PHG CreateHaplotypes Parameters

• referenceFasta
  • Reference fasta file location. This is Required. Note, if using Docker, this needs to be the Docker specific path to the reference file. You will need to mount these files to the Docker in order for it to work.
• LoadHaplotypesFromGVCFPlugin.wgsKeyFile
  • Location of the keyfile. This is Required. Note, if using Docker, this needs to be the Docker specific path to the keyfile. You will need to mount this file to the Docker in order for it to work. Note before version 0.0.20, this was named keyFile.
• LoadHaplotypesFromGVCFPlugin.gvcfDir
  • Directory of the GVCF files you wish to upload. This is Required. Note, if using Docker, this needs to be the Docker specific path to the gvcfs. You will need to mount these files to the Docker in order for it to work. Note: This needs to match gvcfFileDir in the config file.
• LoadHaplotypesFromGVCFPlugin.referenceFasta
  • This should be set to the same location as referenceFasta. This is Required.
• LoadHaplotypesFromGVCFPlugin.haplotypeMethodName=GATK_PIPELINE
  • This is the method name which you are going to write to the DB. This is Required. If you attempt to upload the same gvcfs and do not change this an error will be thrown.
• LoadHaplotypesFromGVCFPlugin.haplotypeMethodDescription
  • This is the description for the haplotypeMethodName. If this is not set and empty description will be written to the DB. It is strongly suggested that you put something in this field.
• extendedWindowSize=1000
  • This Script will extract out the Focused reference ranges from the Database into a BED file. When doing the BAM file filtering, we allow the user to add flanking regions around each of the regions.
• mapQ=48
  • Minimum MapQ value allowed in the BAM file filtering. This is to reduce the number of reads which map to multiple locations across the genome.
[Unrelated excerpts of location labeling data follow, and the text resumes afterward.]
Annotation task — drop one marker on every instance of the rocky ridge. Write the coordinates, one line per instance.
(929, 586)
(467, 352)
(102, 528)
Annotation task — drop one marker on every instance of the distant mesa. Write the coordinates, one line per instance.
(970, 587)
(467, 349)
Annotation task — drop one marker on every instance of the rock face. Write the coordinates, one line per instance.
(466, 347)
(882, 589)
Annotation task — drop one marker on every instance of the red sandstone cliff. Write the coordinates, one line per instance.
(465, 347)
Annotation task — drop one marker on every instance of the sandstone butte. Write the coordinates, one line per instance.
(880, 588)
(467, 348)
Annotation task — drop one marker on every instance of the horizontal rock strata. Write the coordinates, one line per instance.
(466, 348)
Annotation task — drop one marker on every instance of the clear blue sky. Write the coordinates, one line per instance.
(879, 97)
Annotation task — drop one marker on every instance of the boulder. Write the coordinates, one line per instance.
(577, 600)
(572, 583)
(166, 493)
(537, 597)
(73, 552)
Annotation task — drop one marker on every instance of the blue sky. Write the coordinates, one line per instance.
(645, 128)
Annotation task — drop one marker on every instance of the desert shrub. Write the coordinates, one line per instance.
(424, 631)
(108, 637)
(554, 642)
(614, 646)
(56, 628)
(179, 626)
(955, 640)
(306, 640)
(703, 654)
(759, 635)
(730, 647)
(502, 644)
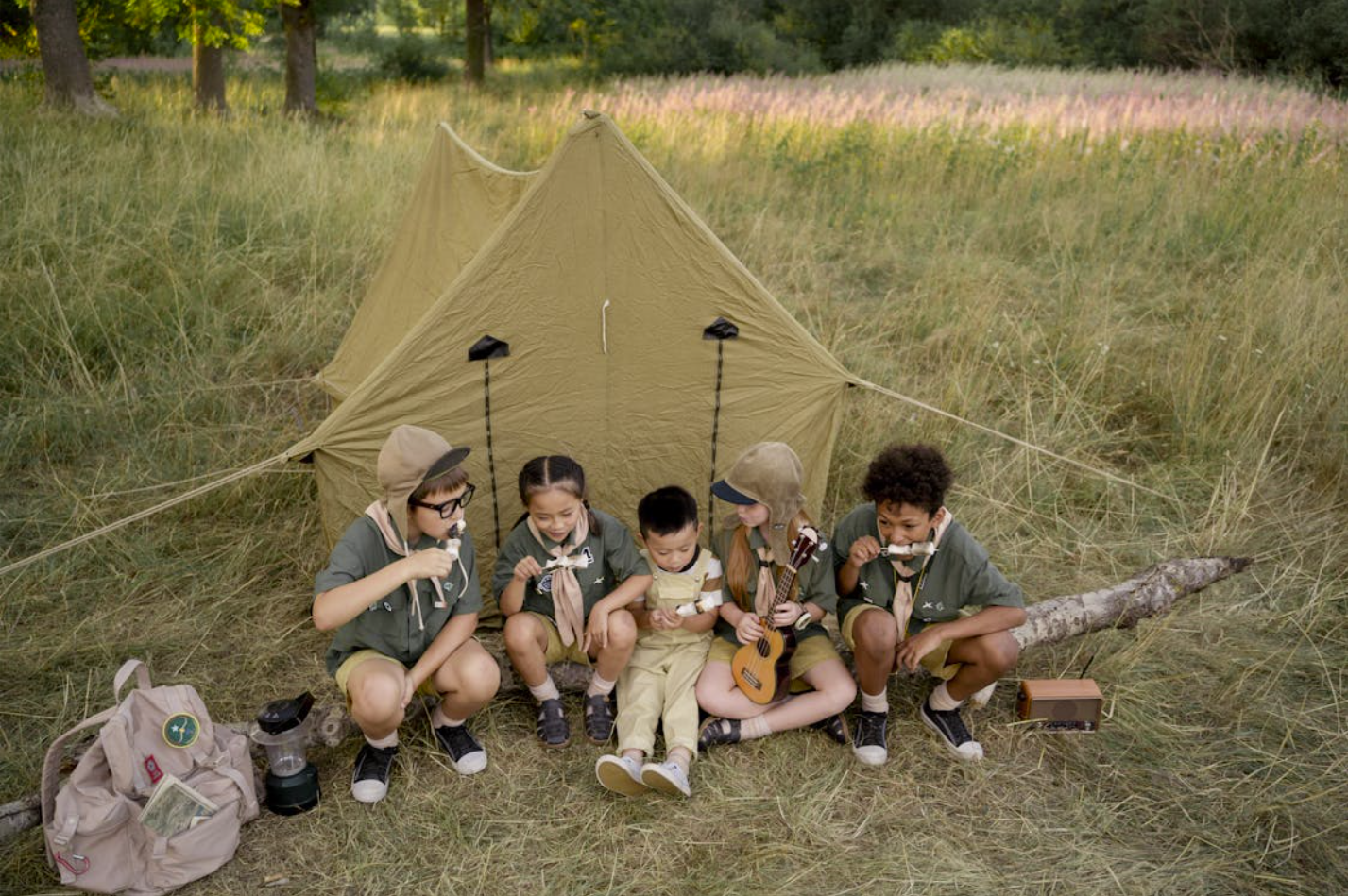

GATK and Sentieon Parameters

• gatkPath=/gatk/gatk
  • Location of GATK on this system. This is the location within the PHG docker
• numThreads=10
  • Number of threads requested to run HaplotypeCaller.
• sentieon_license
  • If you have access to Sentieon and wish to use it, provide the sentieon license here. The Script will automatically attempt to use Sentieon if this parameter is specified.
• sentieonPath=/sentieon/bin/sentieon
  • This is the Docker specific path to sentieon. If sentieon is installed somewhere else on your system, change this parameter.